Le pape François est revenu dimanche soir de son 16e voyage apostolique, le 2e dans le Caucase cette année. Il a posé de nombreux gestes symboliques en Géorgie et Azerbaïdjan.
Première étape en Géorgie: Le pape François a été accueilli vendredi 30 septembre par le président Guiorgui Margvelachvili, les autorités du pays et le Corps diplomatique. La coexistence pacifique des peuples du Caucase a été au cœur du premier discours du pape François: "Il est indispensable d’avoir toujours sous les yeux les souffrances des personnes pour poursuivre avec conviction le chemin, patient et dur mais aussi passionnant et libérateur, de la construction de la paix."

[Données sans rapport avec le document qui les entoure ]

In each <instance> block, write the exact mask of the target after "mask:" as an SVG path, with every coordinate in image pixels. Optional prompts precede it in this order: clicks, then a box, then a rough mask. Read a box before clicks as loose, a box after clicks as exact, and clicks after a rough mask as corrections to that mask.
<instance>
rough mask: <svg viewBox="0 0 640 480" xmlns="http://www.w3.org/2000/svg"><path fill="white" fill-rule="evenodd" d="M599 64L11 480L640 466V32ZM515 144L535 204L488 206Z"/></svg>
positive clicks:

Le pape François s’est ensuite rendu au siège du patriarcat orthodoxe de Tbilissi. Le patriarche s’était lui-même rendu à l’aéroport pour accueillir le pape François dès sa descente d’avion, malgré sa difficulté à se déplacer et à monter des marches, et il l’a accueilli au palais patriarcal en disant: "Pape François, bien-aimé frère en Christ".
Une vraie rencontre
Le lendemain de son arrivée, François a fait une surprise en visitant le centre de saint-Camille (cf ci-contre). Le père Zygmunt Nedzved, l'un des fondateurs du centre d'assistance à Tbilissi, s'en félicitait: "Tous, nous sommes heureux qu’il ne vienne pas seulement pour rencontrer les gens qui ont toutes leurs capacités, mais qu’il vienne aussi rencontrer les personnes handicapées, avec les capacités limitées." Le missionnaire poursuit en espérant que "cette rencontre [soit] une vraie rencontre avec ceux qui aident les nécessiteux et avec ceux qui sont malades, qui portent une lourde croix, qui vivent dans des conditions très difficiles, parce que la plupart des gens ici sont très pauvres".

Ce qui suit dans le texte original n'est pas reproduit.